Rushing through policy often leads to unintended consequences.
The Biden administration certainly has been rushing to implement executive orders to undo the policies of President Donald Trump.
One unintended consequence of those actions is the possibility that your tax dollars are going to organizations that are complicit in coerced abortions overseas. One can only hope that this consequence of recent executive orders was indeed unintended.
In his first three months in office, President Joe Biden has issued a bevy of executive orders on social policy. One of those orders rescinded the Mexico City policy, which had been reinstated and expanded under the Trump administration.
This policy, first enacted by President Ronald Reagan in 1984, sought to close loopholes in existing laws to bar nongovernment organizations receiving U.S. funding from engaging in activity promoting or participating in abortions overseas. It has been rescinded and reinstated by successive Democratic and Republican administrations.
Trump not only reinstated the policy, but strategically expanded it to apply to even more funding streams as well. While the Mexico City Policy recently made headlines again when Biden rescinded the policy, what largely went unreported was that Trump’s expansion was removed along with the original policy.

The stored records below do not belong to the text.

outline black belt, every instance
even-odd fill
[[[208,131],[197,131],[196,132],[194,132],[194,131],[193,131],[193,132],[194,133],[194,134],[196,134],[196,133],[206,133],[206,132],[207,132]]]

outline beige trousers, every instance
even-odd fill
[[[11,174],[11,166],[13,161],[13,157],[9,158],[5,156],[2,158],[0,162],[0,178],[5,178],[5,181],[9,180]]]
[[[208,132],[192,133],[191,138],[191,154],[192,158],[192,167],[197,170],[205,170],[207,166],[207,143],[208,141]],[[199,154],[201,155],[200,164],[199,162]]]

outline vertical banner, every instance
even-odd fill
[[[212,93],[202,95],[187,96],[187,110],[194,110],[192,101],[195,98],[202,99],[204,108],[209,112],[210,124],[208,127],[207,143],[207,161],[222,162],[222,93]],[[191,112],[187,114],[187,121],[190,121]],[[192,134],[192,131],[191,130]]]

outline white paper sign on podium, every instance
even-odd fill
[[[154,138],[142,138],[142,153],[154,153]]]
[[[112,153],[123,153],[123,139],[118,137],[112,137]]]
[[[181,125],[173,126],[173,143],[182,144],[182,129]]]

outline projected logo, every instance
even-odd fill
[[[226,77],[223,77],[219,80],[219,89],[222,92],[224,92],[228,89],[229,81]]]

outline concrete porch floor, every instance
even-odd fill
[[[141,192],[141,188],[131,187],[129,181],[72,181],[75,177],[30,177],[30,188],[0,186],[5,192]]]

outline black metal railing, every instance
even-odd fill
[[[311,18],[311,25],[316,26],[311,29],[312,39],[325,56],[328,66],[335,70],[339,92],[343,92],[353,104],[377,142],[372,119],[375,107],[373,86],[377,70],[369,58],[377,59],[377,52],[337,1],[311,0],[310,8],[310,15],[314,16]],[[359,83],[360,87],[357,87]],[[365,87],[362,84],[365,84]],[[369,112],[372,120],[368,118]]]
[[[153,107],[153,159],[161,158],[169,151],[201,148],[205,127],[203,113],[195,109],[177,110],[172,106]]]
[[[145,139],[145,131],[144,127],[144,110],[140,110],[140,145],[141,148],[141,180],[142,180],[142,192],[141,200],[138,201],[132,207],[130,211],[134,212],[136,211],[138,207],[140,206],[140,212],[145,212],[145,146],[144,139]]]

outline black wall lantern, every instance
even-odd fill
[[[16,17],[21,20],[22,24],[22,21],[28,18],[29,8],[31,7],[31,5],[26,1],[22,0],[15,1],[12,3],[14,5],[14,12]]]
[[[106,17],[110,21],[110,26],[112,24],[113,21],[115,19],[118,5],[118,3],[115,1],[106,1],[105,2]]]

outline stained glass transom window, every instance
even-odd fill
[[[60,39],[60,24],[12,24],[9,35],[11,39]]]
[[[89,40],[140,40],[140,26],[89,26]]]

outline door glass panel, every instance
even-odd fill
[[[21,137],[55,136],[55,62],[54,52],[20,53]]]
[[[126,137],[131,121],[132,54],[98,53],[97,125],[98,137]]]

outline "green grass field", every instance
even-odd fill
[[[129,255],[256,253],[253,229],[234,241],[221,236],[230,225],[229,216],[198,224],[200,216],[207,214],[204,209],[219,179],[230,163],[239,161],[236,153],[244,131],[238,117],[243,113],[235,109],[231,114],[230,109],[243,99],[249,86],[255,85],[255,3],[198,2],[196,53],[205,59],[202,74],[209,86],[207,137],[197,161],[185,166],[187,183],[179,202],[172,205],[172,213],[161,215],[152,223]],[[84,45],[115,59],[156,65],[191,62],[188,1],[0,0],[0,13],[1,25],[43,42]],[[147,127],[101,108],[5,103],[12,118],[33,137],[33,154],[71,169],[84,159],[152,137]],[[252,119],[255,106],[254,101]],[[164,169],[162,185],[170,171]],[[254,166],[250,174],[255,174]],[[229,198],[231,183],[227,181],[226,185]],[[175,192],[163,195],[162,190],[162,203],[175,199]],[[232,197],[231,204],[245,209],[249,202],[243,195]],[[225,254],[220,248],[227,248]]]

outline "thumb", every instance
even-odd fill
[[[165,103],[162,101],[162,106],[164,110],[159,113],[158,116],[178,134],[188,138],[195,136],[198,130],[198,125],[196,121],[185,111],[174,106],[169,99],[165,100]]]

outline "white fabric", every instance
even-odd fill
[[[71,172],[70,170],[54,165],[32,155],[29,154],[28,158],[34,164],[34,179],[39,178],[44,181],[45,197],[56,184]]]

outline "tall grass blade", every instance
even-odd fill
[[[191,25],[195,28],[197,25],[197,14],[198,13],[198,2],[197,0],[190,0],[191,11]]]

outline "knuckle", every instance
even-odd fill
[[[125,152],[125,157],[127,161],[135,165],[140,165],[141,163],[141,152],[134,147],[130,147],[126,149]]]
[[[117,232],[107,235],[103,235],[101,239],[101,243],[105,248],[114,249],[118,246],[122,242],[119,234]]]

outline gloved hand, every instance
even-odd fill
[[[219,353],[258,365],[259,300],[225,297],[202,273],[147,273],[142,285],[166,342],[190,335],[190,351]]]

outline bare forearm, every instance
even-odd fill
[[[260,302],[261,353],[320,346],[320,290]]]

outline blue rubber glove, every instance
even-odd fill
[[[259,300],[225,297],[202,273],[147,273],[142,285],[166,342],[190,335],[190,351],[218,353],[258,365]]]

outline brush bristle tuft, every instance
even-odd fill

Trump’s order added the language: “I direct the Secretary of State, in coordination with the Secretary of Health and Human Services, to the extent allowable by law, to implement a plan to extend the requirements of the reinstated Memorandum to global health assistance furnished by all departments or agencies.
“I further direct the Secretary of State to take all necessary actions, to the extent permitted by law, to ensure that U.S. taxpayer dollars do not fund organizations or programs that support or participate in the management of a program of coercive abortion or involuntary sterilization.”
While previous iterations of the policy attempted to curtail coerced abortions, the Trump administration expanded the scope of the executive branch’s ability to enforce the order.
Under authority granted by the Kemp-Kasten amendment to annual State and Foreign Operations appropriations legislation, the president may invoke the amendment to “any organization or program which … supports or participates in the management of a program of coercive abortion or involuntary sterilization.”
Since Kemp-Kasten’s first inclusion in State and Foreign Operations appropriations legislation in 1985, it has been invoked under Republican administrations to withhold funding from the United Nations Population Fund due to the organization’s complicity in China’s coercive family planning activities.
Biden’s executive order rescinding the Mexico City policy likewise reversed the Trump administration’s Kemp-Kasten determination, and the U.S. will once again fund the U.N. Population Fund.
In a one-sentence negation, Biden has taken away this protection from women abroad. His order artlessly rescinds the Mexico City policy, which is a significant resource for preventing funds from going to organizations that assist with coerced abortion.
When Trump’s expansion of the law was originally announced, pro-abortion advocates decried it as an excessive restriction of “choice.” The executive director of Planned Parenthood Global, Latanya Mapp Frett, called it “radical,” saying, “all I could feel was a sense of dread.”
Introspection should then prompt one to ask: Did prior funding go to coerced abortions and sterilizations, and was it stopped under the Trump administration? In fact, the State Department in 2017 did act to remove funding from the U.N. Population Fund, stating that it had given assistance to such efforts in China. The Population Fund denied the claims, but the State Department found that the organization had assisted China with its “two-child policy.”
Biden’s new executive order specifically directs the State Department to reinstate this funding to the Population Fund.
The Planned Parenthood Federation of America, whose website states that it does not support the two-child policy, finding it to be against “reproductive self-determination,” has also defended the U.N. Population Fund.
Despite its statement on the two-child policy, the International Planned Parenthood Federation continues to have as one of its partner organizations the Chinese Family Planning Association, which helps facilitate the two-child policy in China, along with other forced reproductive procedures, such as sterilization.
The International Planned Parenthood Federation has praised the Chinese Family Planning Association in the past and remains one of its largest partner organizations. Notably, the International Planned Parenthood Federation has also received funding from the United States during previous repeals of the Mexico City policy.
While it would be preferable that the Mexico City policy in its entirety be reinstated, terminating funding to organizations that assist with forced or coerced procedures should be an area of bipartisan agreement.
For those who argue for abortion on the basis of “choice” and self-determination, forced procedures are the antithesis of what they claim they defend. No woman should ever forcibly have her child taken from her, and no woman should ever suffer the indignity of forced sterilization. Subjecting women to such treatment is a grave human rights abuse.
Taxpayers should not be forced to subsidize those atrocities directly or indirectly. Congress should act to eliminate this loophole permanently, and it should put in place strict accountability measures to ensure that no taxpayers ever need be concerned that their tax dollars are funding China’s human rights abuses or similar abuses in any other nation.
Organizations and nations that wish to receive Americans’ hard-earned tax dollars should be held to a high standard of accountability.
The failure of the Biden administration to protect the tax dollars of Americans is one more example of the current administration’s refusal to hold China accountable for its human rights abuses.
Our representatives—in both parties—should seek to counteract this untenable outcome of a rush to implement policy through executive action.